Quem está acostumado a ver os semáforos de pedestres com apenas duas cores pode começar a se preparar para uma mudança no mundo. Em fase de testes, um novo modelo de sinalização traz uma terceira cor inédita: o amarelo. Entenda como vai funcionar o novo sistema e por que ele pode ajudar pedestres a atravessar as ruas e evitar acidentes.
O problema é sério e os números assustam. Você sabia? No Brasil, 3 em cada 4 vítimas de atropelamento são homens, segundo o Ministério da Saúde. A partir dos 20 anos, o perigo já aperta, com mais de 30% dos casos concentrados nessa faixa etária. Em Minas Gerais, o cenário não muda muito: os homens entre 40 e 79 anos são os mais atingidos.
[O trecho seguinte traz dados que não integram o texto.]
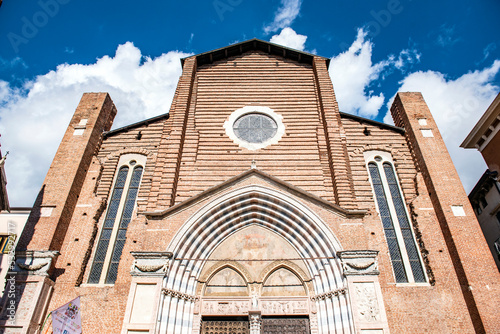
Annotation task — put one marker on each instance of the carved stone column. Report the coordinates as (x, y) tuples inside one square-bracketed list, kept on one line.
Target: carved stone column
[(255, 319), (361, 270), (27, 291), (148, 271)]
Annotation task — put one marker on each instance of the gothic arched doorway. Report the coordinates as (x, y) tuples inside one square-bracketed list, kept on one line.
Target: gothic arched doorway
[(260, 255)]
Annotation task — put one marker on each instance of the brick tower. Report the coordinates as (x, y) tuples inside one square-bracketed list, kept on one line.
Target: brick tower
[(252, 206)]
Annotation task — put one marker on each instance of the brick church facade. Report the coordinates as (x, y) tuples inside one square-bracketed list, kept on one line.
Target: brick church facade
[(255, 206)]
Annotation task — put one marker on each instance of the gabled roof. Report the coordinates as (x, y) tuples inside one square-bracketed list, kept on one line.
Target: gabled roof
[(4, 199), (485, 128), (254, 44), (135, 125), (267, 177), (372, 122)]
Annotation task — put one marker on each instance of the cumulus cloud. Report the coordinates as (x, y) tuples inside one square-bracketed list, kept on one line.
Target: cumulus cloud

No ano passado, o SUS registrou 32,8 mil internações de pedestres após acidentes. E os números dos anos anteriores também assustam: foram 39,2 mil em 2023 e 36,6 mil em 2022. Vale lembrar que esses dados contam internações, não pessoas – ou seja, tem gente que acabou voltando ao hospital mais de uma vez. Preocupante, né?
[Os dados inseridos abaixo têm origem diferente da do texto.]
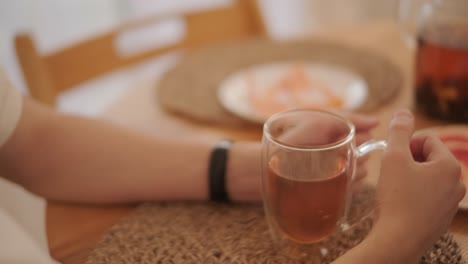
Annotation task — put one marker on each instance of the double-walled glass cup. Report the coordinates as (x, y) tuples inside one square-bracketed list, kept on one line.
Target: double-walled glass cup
[(309, 159)]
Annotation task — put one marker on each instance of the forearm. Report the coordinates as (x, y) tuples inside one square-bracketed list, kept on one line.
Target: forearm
[(85, 160)]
Novo semáforo pode salvar vidas
O funcionamento da nova cor nos semáforos para pedestres pode ajudar a reduzir acidentes. É fácil de entender. Hoje, o pedestre só conta com duas cores: verde para atravessar e vermelho para parar. A inovação traz uma luz amarela exclusiva para pedestres, colocada entre o verde e o vermelho. Esse aviso extra mostra o momento em que já não é seguro iniciar a travessia.
Na prática, quem está no meio da faixa ganha um alerta para apressar os passos. Já quem ainda não entrou percebe que deve esperar o próximo ciclo. Assim, o risco de atropelamentos diminui, principalmente em situações em que alguém tenta atravessar correndo quando o sinal está prestes a fechar.
Testes dos semáforos na Europa mostram resultados
A experiência começou em cidades da França, como Metz, Nancy, Nice, Estrasburgo e Toulouse. Um decreto liberou a instalação da nova sinalização e o Cerema, órgão técnico francês, acompanha todo o processo.
Para medir a eficácia, câmeras foram colocadas nos cruzamentos. Elas registram o comportamento dos pedestres, o tempo de travessia e o impacto na segurança. A meta é clara: reduzir acidentes provocados pela pressa ou distração.
Realidade brasileira pede soluções
A inovação pode em breve chegar às ruas brasileiras e promete mudar a forma como caminhamos pelas faixas de pedestres. Numa cidade movimentada, como São Paulo ou Salvador, um detalhe simples pode fazer grande diferença. O pedestre teria uma espécie de “respiro” entre o verde e o vermelho. Para quem anda a pé, isso significa mais segurança. Para os motoristas, o trânsito também ficaria mais previsível.
Em Resumo: Claro que, para dar certo, seria preciso investir em campanhas de conscientização. Afinal, de nada adianta instalar o semáforo se as pessoas não entenderem o sentido da luz amarela. Mas, se a experiência europeia der bons resultados, a tendência é que a ideia se espalhe e ganhe força por aqui.